Katastrophen und Rettung
Versicherungskammer Bayern, München 2004
„Katastrophen und Rettung“
Das Kunstwerk besteht aus drei Teilen, die sich über den gesamten Lichthof des neuen Gebäudes der Versicherungskammer Bayern erstrecken.
Im vierten Obergeschoss, an der Lichthofwand der Konferenzräume befindet sich die „blaue Bibliothek“, ein Ornament aus Büchern, das sich frei und ohne System über die Wand zieht. Alle dort in der Wand eingelassenen Bücher haben direkt oder indirekt mit Rettung zu tun, vom „Lexikon der Wunder“, über Anna Seghers „Die Rettung“, bis zu Joseph Beuys „Meine Rettung aus der Krim“. Die Titel pendeln zwischen Ironie und Ernst, die Bücher sind zum Teil real, zum Teil fiktional (Die Verlage „Sublime“, „Pure Form“ und „Labyrinth“ sind „meine“ fiktiven, immer wieder verwendeten Verlage). Keines der Bücher ist benutzbar, sie vermitteln sich dem Betrachter nur durch die bedruckten Buchrücken. Der Betrachter soll sie gedanklich mit dem möglichen Inhalt füllen.
Ausgehend von der „blauen Bibliothek“, entwickelt sich in deren Höhe, jedoch frei im Luftraum, eine blaue Neonschriftspirale, die sich zwei Stockwerke tiefer mit einer roten Neonschriftspirale verzahnt.
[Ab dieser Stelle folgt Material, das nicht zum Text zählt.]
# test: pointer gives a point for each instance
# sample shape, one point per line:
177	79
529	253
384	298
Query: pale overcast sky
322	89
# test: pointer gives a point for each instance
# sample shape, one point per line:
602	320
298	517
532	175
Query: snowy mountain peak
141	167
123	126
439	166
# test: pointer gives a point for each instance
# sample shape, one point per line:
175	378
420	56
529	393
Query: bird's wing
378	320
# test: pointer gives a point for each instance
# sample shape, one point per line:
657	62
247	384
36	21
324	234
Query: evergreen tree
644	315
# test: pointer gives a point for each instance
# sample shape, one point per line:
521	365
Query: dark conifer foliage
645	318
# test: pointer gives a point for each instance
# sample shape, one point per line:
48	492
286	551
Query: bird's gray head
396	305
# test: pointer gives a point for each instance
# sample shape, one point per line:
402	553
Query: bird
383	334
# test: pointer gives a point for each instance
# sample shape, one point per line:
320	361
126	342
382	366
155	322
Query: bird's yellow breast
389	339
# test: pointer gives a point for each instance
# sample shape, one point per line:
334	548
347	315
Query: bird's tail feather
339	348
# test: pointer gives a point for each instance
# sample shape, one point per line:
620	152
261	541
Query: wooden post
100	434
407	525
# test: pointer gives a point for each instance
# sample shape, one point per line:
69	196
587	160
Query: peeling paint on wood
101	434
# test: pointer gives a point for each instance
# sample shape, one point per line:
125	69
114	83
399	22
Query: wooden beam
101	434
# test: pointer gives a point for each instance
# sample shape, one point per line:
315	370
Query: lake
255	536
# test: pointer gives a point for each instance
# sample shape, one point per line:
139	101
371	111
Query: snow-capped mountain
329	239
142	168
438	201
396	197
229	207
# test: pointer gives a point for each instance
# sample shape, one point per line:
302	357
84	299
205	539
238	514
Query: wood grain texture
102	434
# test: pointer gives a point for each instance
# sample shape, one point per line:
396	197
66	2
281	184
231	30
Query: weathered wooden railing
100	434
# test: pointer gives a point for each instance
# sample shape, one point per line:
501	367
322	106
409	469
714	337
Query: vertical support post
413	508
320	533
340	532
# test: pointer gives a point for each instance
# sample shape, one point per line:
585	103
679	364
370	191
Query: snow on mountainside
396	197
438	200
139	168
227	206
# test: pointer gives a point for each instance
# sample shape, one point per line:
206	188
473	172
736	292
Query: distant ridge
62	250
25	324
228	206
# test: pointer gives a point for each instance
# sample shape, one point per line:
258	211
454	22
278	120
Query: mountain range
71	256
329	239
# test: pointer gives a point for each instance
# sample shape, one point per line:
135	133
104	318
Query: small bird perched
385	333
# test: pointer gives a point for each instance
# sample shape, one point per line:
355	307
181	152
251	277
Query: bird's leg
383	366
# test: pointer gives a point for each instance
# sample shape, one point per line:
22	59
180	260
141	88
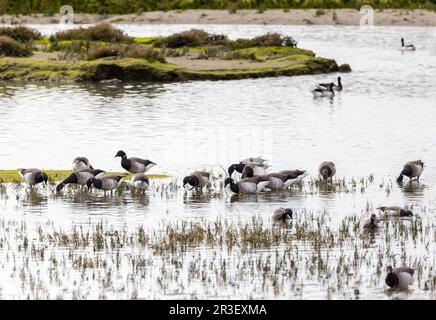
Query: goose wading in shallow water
407	47
248	169
197	180
282	214
247	185
324	92
399	278
412	170
327	170
325	86
80	177
134	165
33	176
140	182
371	225
396	211
81	163
105	183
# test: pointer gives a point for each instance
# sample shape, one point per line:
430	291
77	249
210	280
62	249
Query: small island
105	53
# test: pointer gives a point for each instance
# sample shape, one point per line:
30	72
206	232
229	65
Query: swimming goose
134	165
408	47
282	214
81	163
248	170
325	86
33	176
247	185
327	169
140	181
371	225
297	175
197	179
106	183
412	170
399	278
324	92
80	177
279	181
396	211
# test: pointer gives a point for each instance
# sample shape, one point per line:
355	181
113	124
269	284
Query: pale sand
391	17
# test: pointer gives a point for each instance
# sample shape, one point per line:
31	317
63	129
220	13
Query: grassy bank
139	6
102	52
59	175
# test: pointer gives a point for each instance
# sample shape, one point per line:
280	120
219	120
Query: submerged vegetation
102	52
138	6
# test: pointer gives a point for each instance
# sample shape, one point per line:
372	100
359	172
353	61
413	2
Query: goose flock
254	178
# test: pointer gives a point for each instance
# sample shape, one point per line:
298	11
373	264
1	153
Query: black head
288	213
228	181
406	213
41	177
121	154
97	172
392	279
90	182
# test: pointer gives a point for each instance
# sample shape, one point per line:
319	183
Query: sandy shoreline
391	17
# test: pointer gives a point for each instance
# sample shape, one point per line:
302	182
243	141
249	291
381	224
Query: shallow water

Das Neon ist in eine Drahtseilkonstruktion eingeklinkt, die frei im Luftraum verspannt ist. Beide Neonschriften sind Fragmente aus Heinrich von Kleists „Das Erdbeben in Chili“. Die blaue Schrift thematisiert die Rettung und die Hilfe: Die blaue Neonschrift ist die Nachbildung der Handschrift von Herrn Prokop, dem Vorstandsvorsitzenden der VKB, der vereinfacht gesagt für Rettung und Hilfe zuständig ist.
Die rote Schrift thematisiert das Chaos und die Katastrophe und ist meiner Handschrift nachgeformt.
Die rote Schrift beginnt im ersten Obergeschoss, parallel zu den drei roten Kästen über dem Eingang zur Cafeteria.
Das rote und blaue Neon treffen in der Mitte der Spirale aufeinander und schliessen sich zu einer Form. Wie ein riesiger, umgebauter, moderner Kronleuchter hängt dieses Lichtobjekt im Raum, das auch ein Wirbelsturm aus Buchstaben sein könnte. Dieses Lichtobjekt schwankt zwischen klarer Form (der Drahtseilverspannung) und dem Chaos der Schrift und der Stromkabel. Abends verstärkt sich der optische Eindruck durch vielfältige Spiegelungen der Schrift in der Glasdecke, auf Fenstern und Glasbalustraden.
Die drei roten „Katastrophenkästen“ haben auf der Lichthofseite jeweils einen Sichtschlitz, der den Blick auf Videoloops in den Kästen ermöglicht. Zu sehen sind ein brennendes Gebäude, eine Hütte, die von einer Lawine zerstört wird und schließlich ein Haus, das von einer Flutwelle weggespült wird. Durch die ständige Wiederholung des Videos schwanken diese Katastrophen zwischen Bedrohung und Slapstick und haben wie alle anderen Bestandteile dieses Kunstwerk mit dem Metier einer Versicherung zu tun. Ich habe versucht, den „Inhalt“ des Gebäudes, also das Thema der Versicherung, des Schutzes, der Hilfe, aber auch des Unheils und der Katastrophen in eine künstlerische Form umzusetzen. Wie in allen meinen Arbeiten versuche ich Orten eine unverwechselbare Identität zu geben, indem sich das Kunstwerk auf den Kontext des Gebäudes bezieht.